À quel point le vieillissement de la population aura-t-il une influence sur l’urbanisme? Selon Carole Després, directrice du Centre de recherche en aménagement et développement et professeure à l’École d’architecture de l’Université Laval, les changements ne seront pas majeurs. Pas de grande révolution. "Les gens veulent d’abord vieillir à domicile. Il faut s’enlever de la tête qu’il y aura des changements fondamentaux. En fait, ce n’est pas l’âge qui fait qu’on déménage, c’est l’état de santé." Donc, les gens sont bien où ils sont et c’est là qu’ils souhaitent commencer leur retraite. En général, bien entendu. "On ne peut pas mettre toutes les personnes âgées dans le même panier! Il y a autant de personnalités qu’il y a de personnes âgées et, comme chez les jeunes, il y en a certaines chez qui la fibre urbaine est forte et qui seront attirées par la ville", poursuit-elle. Selon ses recherches, une personne sur 10 se dirigerait, à la retraite, vers le centre-ville. "C’est suffisant pour créer un marché."
Selon Daniel Gill, chercheur à l’Observatoire SITQ du développement urbain et immobilier et professeur à la faculté d’aménagement de l’Université de Montréal, cette vague potentielle de retours aura tout de même un effet marqué sur l’urbanisme. "En vieillissant, les gens quittent leurs maisons unifamiliales et migrent vers des formules d’habitation plus denses." Plus de copropriétés, donc. Plus de tours. "Ailleurs, on voit même arriver des formules locatives de type hôtel ou resort. Ces propositions feront leur chemin jusqu’ici." Qu’en est-il des écoquartiers, destinés aux jeunes familles? Ils devront plutôt être pensés pour les besoins d’une clientèle plus âgée, la plus susceptible d’y habiter, répond d’emblée Daniel Gill. "Ce n’est pas le cas en Europe, où les jeunes familles s’y installent, mais là-bas, la culture et les habitudes de vie sont plutôt différentes."
De plus, cette migration aura un effet sur le marché immobilier: "Il y aura plus de gens qui quitteront les banlieues éloignées que de gens qui s’y installeront. En fait, dans une quinzaine d’années, à Québec, le marché sera très ralenti: en banlieue, le départ d’une partie des baby-boomers créera un déséquilibre", note M. Gill. Résultat? On risque bien d’assister à une densification de la ville. "Une belle occasion de corriger les erreurs commises en ce qui a trait à l’étalement urbain."
Changement culturel
Cela dit, le principal changement qu’on devra appréhender avec le vieillissement de la population ne résidera pas dans la structure des villes, mais plutôt dans leur culture. "Par exemple, le milieu théâtral, qui vise des clientèles plus âgées, devra s’adapter à une demande croissante pour des pièces en après-midi. Les cinémas, eux, devront penser à offrir des projections le matin", évalue Daniel Gill. "Il faudra repenser la manière dont on utilise l’espace à travers le temps, peut-être repenser la programmation des activités dans une ville", ajoute Carole Després.
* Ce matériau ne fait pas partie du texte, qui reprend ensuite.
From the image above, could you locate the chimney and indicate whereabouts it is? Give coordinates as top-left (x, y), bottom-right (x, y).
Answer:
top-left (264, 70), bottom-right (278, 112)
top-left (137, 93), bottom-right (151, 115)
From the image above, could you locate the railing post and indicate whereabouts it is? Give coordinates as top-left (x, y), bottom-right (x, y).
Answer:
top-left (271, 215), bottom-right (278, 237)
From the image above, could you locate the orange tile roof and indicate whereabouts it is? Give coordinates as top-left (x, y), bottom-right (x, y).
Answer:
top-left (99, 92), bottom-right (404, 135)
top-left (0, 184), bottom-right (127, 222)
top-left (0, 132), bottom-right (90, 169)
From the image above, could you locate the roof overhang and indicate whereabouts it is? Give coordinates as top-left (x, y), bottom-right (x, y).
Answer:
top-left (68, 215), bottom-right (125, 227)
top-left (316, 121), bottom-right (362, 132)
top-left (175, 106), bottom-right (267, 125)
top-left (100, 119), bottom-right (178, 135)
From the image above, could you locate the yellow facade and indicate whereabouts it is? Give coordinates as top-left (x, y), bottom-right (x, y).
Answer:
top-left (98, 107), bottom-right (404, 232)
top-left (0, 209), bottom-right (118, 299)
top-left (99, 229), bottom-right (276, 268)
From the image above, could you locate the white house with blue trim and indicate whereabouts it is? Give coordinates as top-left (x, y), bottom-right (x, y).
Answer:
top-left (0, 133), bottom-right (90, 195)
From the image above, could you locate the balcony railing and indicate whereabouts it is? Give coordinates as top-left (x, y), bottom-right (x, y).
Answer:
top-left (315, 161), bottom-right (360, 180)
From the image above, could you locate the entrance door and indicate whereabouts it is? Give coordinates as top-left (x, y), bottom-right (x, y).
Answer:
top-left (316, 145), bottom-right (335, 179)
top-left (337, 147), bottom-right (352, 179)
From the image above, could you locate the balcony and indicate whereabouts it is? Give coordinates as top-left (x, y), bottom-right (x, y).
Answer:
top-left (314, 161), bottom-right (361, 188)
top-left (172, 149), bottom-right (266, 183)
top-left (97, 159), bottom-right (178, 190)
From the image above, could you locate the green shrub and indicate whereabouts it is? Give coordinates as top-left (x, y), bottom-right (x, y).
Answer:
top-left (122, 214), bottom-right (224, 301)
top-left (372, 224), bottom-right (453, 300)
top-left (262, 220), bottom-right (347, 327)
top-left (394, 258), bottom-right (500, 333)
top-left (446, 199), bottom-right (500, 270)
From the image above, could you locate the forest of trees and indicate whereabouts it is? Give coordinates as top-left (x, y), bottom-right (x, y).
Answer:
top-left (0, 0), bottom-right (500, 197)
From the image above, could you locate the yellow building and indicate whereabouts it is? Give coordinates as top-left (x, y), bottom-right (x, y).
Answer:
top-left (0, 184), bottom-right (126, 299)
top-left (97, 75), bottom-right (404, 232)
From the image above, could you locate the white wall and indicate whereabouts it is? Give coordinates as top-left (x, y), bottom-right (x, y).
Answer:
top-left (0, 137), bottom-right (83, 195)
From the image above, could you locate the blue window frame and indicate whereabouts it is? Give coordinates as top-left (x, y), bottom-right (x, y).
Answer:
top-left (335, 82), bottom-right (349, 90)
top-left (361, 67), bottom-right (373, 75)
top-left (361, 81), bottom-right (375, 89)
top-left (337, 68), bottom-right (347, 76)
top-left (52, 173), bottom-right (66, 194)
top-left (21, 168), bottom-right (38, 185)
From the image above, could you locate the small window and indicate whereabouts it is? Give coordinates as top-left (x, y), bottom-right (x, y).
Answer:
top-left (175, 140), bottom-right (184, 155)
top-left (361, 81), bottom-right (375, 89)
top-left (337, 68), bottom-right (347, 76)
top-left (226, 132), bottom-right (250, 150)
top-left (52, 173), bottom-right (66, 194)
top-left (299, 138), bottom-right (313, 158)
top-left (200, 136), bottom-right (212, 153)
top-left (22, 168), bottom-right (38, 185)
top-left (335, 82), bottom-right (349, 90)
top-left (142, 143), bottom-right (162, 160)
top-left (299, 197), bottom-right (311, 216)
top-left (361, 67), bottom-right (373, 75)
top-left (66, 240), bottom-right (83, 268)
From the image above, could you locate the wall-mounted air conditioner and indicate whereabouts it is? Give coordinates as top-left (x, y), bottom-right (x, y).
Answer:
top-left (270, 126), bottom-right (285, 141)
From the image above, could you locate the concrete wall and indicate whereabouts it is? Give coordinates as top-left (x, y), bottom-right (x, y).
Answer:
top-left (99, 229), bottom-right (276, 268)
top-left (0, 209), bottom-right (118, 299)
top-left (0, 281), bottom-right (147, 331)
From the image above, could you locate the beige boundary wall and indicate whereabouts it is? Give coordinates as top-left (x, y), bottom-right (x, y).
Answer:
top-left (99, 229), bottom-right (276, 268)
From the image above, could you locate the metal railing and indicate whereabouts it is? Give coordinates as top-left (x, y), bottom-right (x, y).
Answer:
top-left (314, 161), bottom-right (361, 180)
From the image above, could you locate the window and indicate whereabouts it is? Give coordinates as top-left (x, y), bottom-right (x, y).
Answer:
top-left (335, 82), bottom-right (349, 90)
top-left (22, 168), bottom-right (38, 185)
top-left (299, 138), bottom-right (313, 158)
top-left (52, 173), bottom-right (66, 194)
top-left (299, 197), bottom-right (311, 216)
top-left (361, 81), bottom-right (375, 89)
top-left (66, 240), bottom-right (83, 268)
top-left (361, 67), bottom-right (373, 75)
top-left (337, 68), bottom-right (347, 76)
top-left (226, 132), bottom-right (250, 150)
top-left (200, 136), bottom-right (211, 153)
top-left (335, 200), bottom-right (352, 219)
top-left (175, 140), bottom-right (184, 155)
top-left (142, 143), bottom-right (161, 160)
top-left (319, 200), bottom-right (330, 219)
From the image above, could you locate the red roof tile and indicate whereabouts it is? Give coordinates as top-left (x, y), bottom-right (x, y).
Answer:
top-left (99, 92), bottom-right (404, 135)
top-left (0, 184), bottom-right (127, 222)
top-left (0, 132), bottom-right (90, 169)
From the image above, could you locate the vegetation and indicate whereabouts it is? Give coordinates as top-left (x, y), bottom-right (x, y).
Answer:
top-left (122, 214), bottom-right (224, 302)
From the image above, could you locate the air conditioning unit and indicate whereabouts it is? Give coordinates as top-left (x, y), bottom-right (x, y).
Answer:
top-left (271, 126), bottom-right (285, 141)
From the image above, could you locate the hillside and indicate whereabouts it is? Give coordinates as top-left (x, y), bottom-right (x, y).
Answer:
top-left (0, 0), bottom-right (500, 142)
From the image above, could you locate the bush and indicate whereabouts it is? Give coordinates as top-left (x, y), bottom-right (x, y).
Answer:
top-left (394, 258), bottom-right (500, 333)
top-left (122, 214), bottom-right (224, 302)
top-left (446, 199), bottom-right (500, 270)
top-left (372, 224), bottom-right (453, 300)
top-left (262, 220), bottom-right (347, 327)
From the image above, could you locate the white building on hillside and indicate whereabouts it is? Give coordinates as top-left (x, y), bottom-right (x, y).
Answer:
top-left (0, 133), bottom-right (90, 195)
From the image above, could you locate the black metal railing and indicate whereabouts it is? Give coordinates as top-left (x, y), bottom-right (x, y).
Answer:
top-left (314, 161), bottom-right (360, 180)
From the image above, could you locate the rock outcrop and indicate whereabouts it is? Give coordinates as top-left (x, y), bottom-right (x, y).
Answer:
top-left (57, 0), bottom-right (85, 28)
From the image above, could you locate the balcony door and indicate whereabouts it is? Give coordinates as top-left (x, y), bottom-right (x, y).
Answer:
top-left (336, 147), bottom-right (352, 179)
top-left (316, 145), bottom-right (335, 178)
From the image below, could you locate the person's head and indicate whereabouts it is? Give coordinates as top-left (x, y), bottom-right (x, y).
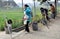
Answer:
top-left (40, 7), bottom-right (43, 10)
top-left (50, 4), bottom-right (53, 6)
top-left (24, 4), bottom-right (29, 8)
top-left (7, 19), bottom-right (12, 24)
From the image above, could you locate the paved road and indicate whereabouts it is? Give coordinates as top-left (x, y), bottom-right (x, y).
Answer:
top-left (0, 17), bottom-right (60, 39)
top-left (14, 17), bottom-right (60, 39)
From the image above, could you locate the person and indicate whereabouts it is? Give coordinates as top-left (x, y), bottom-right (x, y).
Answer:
top-left (24, 4), bottom-right (31, 33)
top-left (50, 4), bottom-right (56, 19)
top-left (40, 1), bottom-right (50, 21)
top-left (5, 19), bottom-right (12, 34)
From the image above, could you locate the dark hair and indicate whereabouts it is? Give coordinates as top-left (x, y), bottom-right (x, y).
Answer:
top-left (7, 19), bottom-right (12, 24)
top-left (40, 7), bottom-right (43, 10)
top-left (25, 4), bottom-right (29, 7)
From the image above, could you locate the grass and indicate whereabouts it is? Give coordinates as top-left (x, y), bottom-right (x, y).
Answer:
top-left (0, 8), bottom-right (60, 30)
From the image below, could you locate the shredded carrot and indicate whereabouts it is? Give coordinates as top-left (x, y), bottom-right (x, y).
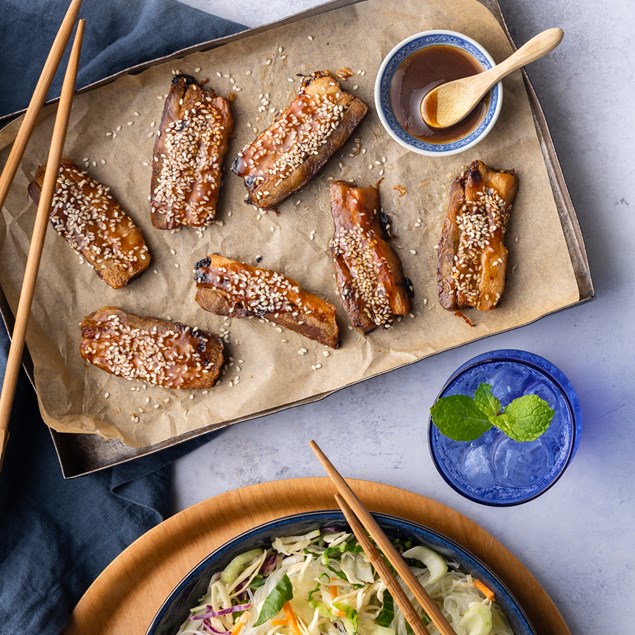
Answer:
top-left (329, 584), bottom-right (346, 617)
top-left (282, 602), bottom-right (302, 635)
top-left (231, 611), bottom-right (251, 635)
top-left (472, 579), bottom-right (496, 602)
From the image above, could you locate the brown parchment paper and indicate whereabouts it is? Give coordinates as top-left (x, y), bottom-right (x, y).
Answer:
top-left (0, 0), bottom-right (579, 446)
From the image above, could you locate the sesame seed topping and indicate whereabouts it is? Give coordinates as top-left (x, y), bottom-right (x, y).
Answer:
top-left (148, 84), bottom-right (226, 227)
top-left (452, 187), bottom-right (511, 306)
top-left (331, 225), bottom-right (393, 326)
top-left (50, 162), bottom-right (148, 282)
top-left (81, 310), bottom-right (219, 390)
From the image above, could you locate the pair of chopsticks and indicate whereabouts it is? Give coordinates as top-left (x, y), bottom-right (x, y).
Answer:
top-left (309, 441), bottom-right (456, 635)
top-left (0, 0), bottom-right (85, 470)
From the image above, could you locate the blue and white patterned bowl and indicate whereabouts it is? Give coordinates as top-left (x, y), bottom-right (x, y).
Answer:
top-left (375, 30), bottom-right (503, 157)
top-left (146, 511), bottom-right (536, 635)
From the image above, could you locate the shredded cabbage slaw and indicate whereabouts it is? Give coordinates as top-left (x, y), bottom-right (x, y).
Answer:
top-left (178, 529), bottom-right (513, 635)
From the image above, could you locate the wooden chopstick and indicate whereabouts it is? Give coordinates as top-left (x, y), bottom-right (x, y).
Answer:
top-left (335, 494), bottom-right (429, 635)
top-left (309, 441), bottom-right (456, 635)
top-left (0, 0), bottom-right (82, 208)
top-left (0, 20), bottom-right (85, 470)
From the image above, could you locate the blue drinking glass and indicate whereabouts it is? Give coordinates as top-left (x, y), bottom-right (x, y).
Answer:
top-left (429, 349), bottom-right (581, 506)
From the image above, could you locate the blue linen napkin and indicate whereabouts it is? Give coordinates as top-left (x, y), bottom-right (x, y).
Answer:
top-left (0, 0), bottom-right (244, 635)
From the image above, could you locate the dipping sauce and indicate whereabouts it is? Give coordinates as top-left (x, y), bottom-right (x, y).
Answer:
top-left (390, 45), bottom-right (489, 143)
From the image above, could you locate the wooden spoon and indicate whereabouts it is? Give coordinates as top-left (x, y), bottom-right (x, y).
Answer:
top-left (421, 28), bottom-right (564, 128)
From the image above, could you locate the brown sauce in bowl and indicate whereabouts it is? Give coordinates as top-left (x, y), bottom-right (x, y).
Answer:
top-left (390, 44), bottom-right (489, 143)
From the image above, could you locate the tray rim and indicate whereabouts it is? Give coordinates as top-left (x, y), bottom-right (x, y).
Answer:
top-left (64, 477), bottom-right (571, 635)
top-left (0, 0), bottom-right (595, 479)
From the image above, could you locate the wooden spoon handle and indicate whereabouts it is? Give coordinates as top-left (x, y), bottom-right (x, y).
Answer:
top-left (483, 27), bottom-right (564, 86)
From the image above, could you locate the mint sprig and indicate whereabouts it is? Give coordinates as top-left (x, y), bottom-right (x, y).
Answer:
top-left (430, 384), bottom-right (554, 441)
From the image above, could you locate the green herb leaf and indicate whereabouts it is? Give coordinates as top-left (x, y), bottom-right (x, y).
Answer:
top-left (254, 573), bottom-right (293, 626)
top-left (430, 395), bottom-right (492, 441)
top-left (490, 395), bottom-right (554, 441)
top-left (474, 384), bottom-right (501, 421)
top-left (249, 573), bottom-right (265, 589)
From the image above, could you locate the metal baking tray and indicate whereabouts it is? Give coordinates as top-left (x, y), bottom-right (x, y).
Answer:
top-left (0, 0), bottom-right (595, 478)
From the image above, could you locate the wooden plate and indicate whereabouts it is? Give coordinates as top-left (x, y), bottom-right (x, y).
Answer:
top-left (66, 478), bottom-right (570, 635)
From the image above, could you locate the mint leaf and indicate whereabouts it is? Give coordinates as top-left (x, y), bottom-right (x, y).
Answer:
top-left (254, 573), bottom-right (293, 626)
top-left (474, 384), bottom-right (501, 421)
top-left (490, 395), bottom-right (554, 441)
top-left (430, 395), bottom-right (492, 441)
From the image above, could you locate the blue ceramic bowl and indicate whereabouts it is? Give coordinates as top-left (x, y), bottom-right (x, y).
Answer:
top-left (146, 511), bottom-right (536, 635)
top-left (375, 31), bottom-right (503, 156)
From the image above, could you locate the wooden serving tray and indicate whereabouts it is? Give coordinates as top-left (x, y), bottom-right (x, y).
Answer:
top-left (0, 0), bottom-right (595, 478)
top-left (66, 478), bottom-right (570, 635)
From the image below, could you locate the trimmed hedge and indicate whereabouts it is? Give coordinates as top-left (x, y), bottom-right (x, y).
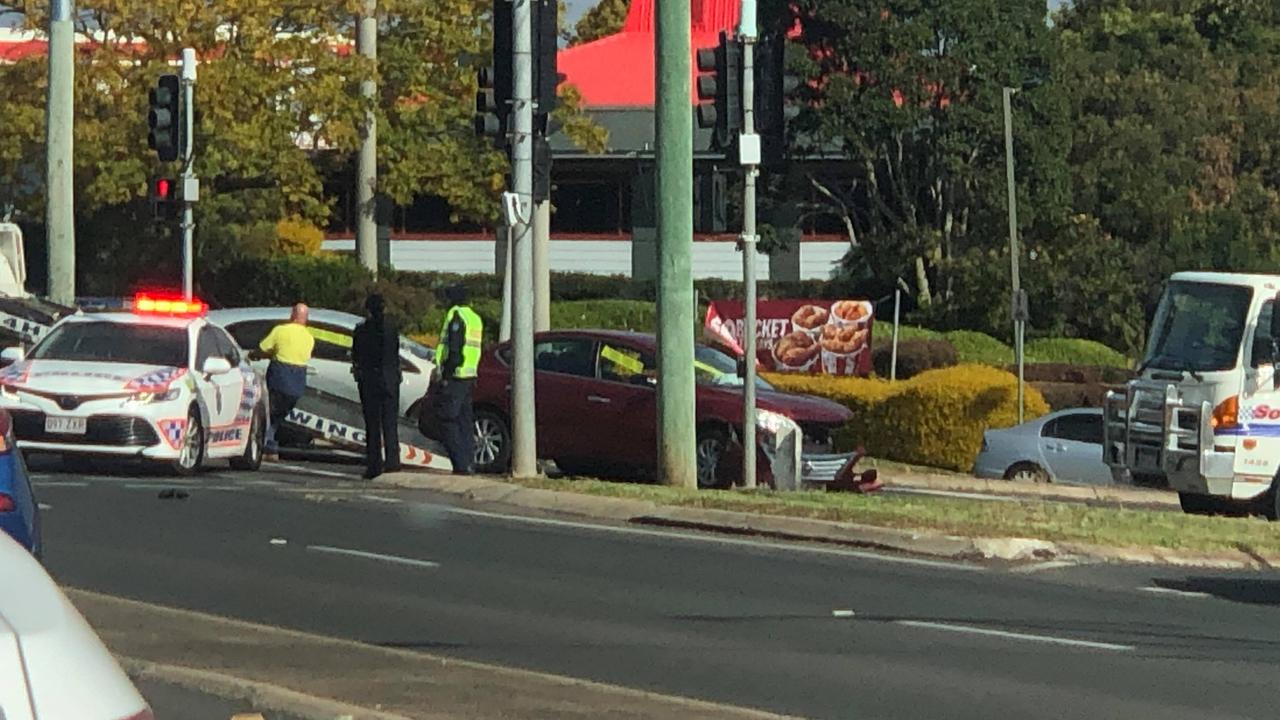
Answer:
top-left (769, 364), bottom-right (1048, 471)
top-left (872, 338), bottom-right (960, 380)
top-left (1027, 337), bottom-right (1129, 368)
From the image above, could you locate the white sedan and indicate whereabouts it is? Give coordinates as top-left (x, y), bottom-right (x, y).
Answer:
top-left (0, 533), bottom-right (151, 720)
top-left (973, 409), bottom-right (1112, 484)
top-left (209, 307), bottom-right (435, 419)
top-left (0, 297), bottom-right (268, 474)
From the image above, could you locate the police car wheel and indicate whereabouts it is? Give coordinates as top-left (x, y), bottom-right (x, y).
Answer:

Et pour répondre aux besoins de la population, qu’elle se soit installée au centre-ville ou qu’elle soit restée en banlieue de première ou deuxième couronne, voire au-delà, il faudra accentuer l’offre de services. La garder accessible. Plutôt que d’avoir seulement un centre-ville, des centres secondaires, à l’image de Sainte-Foy, se développeront, selon Mme Després. "Il ne s’agit pas nécessairement d’envisager de grands changements, mais de s’assurer que l’urbanisme s’adapte afin de bien servir les gens."